AlbertEngelB
AlbertEngelB

Reputation: 16456

Regex for Query String

I had a regex function that I thought worked for removing the page variable in a querystring. Right now it works fine if the variable isn't first, however if the variable is the first variable, it doesn't catch ?search=.

Working Case:

http://blahblah.com/stuff/pages/things?search=somethingURIEncoded&page=2

turns into

console.log( req.url.replace(/&page(\=[^&]*)?(?=&|$)|^page(\=[^&]*)?(&|$)/, '') )
http://blahblah.com/stuff/pages/things?search=somethingURIEncoded

Non-Working Case:

http://blahblah.com/stuff/pages/things?page=2&search=somethingURIEncoded

turns into

console.log( req.url.replace(/&page(\=[^&]*)?(?=&|$)|^page(\=[^&]*)?(&|$)/, '') )
http://blahblah.com/stuff/pages/things?page=2&search=somethingURIEncoded

Anyone know how to fix this regex I'm using?

Upvotes: 1

Views: 162

Answers (2)

Benjamin Gruenbaum
Benjamin Gruenbaum

Reputation: 276436

If you want to parse a whole url, node.js has a built in url module.

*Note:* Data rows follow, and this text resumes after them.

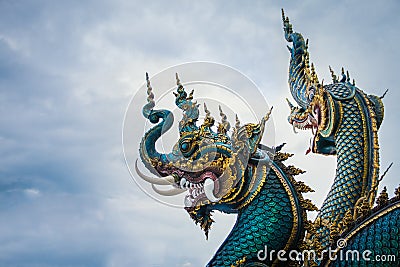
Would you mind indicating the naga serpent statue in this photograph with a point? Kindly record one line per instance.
(229, 173)
(344, 121)
(232, 172)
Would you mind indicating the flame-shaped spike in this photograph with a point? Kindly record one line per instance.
(334, 77)
(208, 120)
(266, 117)
(190, 108)
(178, 82)
(224, 125)
(237, 124)
(208, 113)
(150, 99)
(381, 97)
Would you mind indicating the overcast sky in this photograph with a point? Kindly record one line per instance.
(68, 70)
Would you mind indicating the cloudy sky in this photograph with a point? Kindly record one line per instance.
(69, 69)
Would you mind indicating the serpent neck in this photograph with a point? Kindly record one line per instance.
(357, 161)
(271, 220)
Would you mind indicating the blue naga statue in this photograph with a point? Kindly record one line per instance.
(235, 173)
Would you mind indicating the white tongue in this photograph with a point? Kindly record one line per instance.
(209, 190)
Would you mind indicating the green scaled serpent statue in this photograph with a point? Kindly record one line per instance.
(235, 173)
(231, 174)
(344, 121)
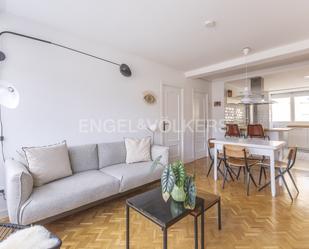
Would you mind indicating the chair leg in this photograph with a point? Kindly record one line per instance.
(238, 174)
(251, 177)
(210, 167)
(260, 178)
(286, 186)
(265, 175)
(293, 181)
(267, 184)
(248, 182)
(220, 171)
(230, 171)
(225, 176)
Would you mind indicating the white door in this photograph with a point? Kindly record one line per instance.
(172, 98)
(200, 107)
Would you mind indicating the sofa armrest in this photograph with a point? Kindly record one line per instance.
(158, 150)
(19, 186)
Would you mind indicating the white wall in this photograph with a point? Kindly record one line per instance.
(58, 88)
(217, 113)
(290, 79)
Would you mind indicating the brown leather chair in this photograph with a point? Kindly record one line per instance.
(212, 154)
(239, 158)
(232, 130)
(256, 131)
(283, 168)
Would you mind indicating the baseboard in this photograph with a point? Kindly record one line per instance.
(3, 214)
(188, 160)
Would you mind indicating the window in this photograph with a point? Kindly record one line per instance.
(301, 108)
(290, 107)
(281, 110)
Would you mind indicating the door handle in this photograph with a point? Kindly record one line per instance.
(165, 124)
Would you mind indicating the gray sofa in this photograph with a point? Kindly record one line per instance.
(99, 172)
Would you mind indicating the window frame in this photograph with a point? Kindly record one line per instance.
(288, 93)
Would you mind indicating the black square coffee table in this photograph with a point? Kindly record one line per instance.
(152, 206)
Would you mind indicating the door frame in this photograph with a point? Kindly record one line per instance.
(193, 118)
(162, 85)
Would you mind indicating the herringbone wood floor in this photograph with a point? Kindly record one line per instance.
(254, 222)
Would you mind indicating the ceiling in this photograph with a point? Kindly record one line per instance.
(292, 78)
(172, 32)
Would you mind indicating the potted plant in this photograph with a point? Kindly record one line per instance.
(177, 184)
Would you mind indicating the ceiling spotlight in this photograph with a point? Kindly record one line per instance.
(246, 50)
(210, 23)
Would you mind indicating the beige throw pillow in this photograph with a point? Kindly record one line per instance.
(138, 150)
(48, 163)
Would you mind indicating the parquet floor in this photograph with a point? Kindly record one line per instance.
(255, 222)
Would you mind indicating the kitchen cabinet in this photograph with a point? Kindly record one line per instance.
(299, 137)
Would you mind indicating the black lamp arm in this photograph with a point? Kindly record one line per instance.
(124, 69)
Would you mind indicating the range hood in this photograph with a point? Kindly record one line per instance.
(254, 93)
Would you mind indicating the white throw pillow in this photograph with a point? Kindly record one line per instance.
(48, 163)
(138, 150)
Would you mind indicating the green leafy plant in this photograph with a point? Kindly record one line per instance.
(177, 184)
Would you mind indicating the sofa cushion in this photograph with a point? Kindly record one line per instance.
(134, 175)
(66, 194)
(48, 163)
(111, 153)
(84, 157)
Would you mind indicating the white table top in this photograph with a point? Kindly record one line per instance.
(253, 143)
(278, 129)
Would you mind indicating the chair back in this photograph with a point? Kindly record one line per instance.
(232, 130)
(255, 131)
(292, 157)
(234, 151)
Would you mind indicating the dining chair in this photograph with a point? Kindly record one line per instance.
(256, 131)
(282, 168)
(211, 154)
(232, 130)
(238, 157)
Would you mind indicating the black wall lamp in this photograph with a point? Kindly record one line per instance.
(123, 68)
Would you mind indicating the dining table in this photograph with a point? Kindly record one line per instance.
(272, 149)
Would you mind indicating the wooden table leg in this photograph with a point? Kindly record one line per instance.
(196, 232)
(219, 215)
(202, 227)
(215, 165)
(164, 238)
(272, 174)
(127, 227)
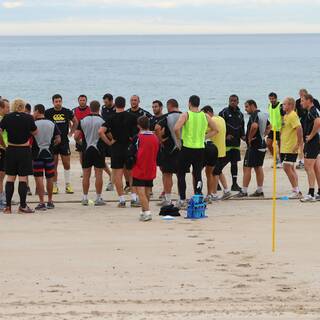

It has a parse method that seems to do what you need:

url.parse(urlStr, [parseQueryString], [slashesDenoteHost])

This question answers how to build it back into a URL if you'd like, and shows a usage example.

You also have a built-in querystring module.

You can use querystring.parse

querystring.parse('foo=bar&baz=qux&baz=quux&corge')
// returns
{ foo: 'bar', baz: ['qux', 'quux'], corge: '' }

Upvotes: 4

Explosion Pills
Explosion Pills

Reputation: 191779

Instead of ^page it should be \?page, but of course you would have to replace the ? back. You can capture it and make all of the other groupings non-capture with ?:.